I have a requirement, where I want to store the following:
- Mac Address // PKEY
- TimeStamp // PKEY
- LocationID
- ownerName
- Signal Strength
The insertion logic is as follows:
- Store the above statistics for each active device (MacAddress) once every hour at each location (LocationID)
- The entries are created at end of each hour, so the primary key will always be MAC+TimeStamp
There are no updates, only insertions
The queries which can be performed are as follows:
- Give me all the entries for last 'N' hours Where MacAddress = "...."
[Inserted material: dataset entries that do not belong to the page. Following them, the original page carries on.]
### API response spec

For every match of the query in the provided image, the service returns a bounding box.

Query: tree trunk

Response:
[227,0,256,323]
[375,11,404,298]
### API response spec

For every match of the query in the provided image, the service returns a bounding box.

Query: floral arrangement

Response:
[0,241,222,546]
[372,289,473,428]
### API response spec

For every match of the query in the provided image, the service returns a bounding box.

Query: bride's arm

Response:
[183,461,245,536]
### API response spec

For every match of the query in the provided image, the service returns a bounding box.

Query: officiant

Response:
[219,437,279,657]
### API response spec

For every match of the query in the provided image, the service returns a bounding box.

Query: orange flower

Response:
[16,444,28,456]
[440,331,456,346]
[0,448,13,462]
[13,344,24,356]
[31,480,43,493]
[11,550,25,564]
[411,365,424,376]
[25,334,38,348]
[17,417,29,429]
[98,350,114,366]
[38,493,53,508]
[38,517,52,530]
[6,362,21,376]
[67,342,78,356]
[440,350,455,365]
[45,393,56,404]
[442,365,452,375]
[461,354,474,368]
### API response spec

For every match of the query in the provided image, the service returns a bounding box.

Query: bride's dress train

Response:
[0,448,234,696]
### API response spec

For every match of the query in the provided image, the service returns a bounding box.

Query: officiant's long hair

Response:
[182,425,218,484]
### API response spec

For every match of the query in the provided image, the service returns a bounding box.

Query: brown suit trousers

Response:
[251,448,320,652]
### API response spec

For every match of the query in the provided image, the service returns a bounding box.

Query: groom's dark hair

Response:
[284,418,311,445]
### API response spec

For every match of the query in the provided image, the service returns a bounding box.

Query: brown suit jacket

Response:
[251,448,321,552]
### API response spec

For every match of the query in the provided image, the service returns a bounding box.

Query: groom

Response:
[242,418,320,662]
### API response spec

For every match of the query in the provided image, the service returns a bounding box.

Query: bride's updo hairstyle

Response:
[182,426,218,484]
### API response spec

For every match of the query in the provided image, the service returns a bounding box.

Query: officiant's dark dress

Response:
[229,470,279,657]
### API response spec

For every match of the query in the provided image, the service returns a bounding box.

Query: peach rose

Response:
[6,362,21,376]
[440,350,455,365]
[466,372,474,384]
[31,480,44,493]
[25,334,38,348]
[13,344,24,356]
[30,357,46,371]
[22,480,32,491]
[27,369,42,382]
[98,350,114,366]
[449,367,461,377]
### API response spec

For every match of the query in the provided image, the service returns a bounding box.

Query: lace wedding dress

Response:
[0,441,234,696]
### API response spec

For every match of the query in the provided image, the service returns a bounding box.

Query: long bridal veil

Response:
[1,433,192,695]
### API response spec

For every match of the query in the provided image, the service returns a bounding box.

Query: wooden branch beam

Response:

- Give me all the entries for last 'N' hours Where LocationID IN (locID1, locID2, ..);
Needless to say, there are billions of entries, and I want to use either HBASE or Cassandra. I've tried to explore, and it seems that Cassandra may not be correct choice.
The reasons for that is if I have the following in cassandra:
< < RowKey > MacAddress:TimeStamp > >
+ LocationID
+ OwnerName
+ Signal Strength
Both the queries will scan the whole database, right? Even if I add an index on LocationID, that is only going to help in the second query to some extent, because there is no index on timestamp (I believe that seaching on timestamp is not fast, as the MacAddress:TimeStamp composite Key would not allow us to search only on timestamp, and instead, a full scan would happen, is that correct?).
I'm stuck here big time, and any insights would really help, if we should opt HBase or Cassandra.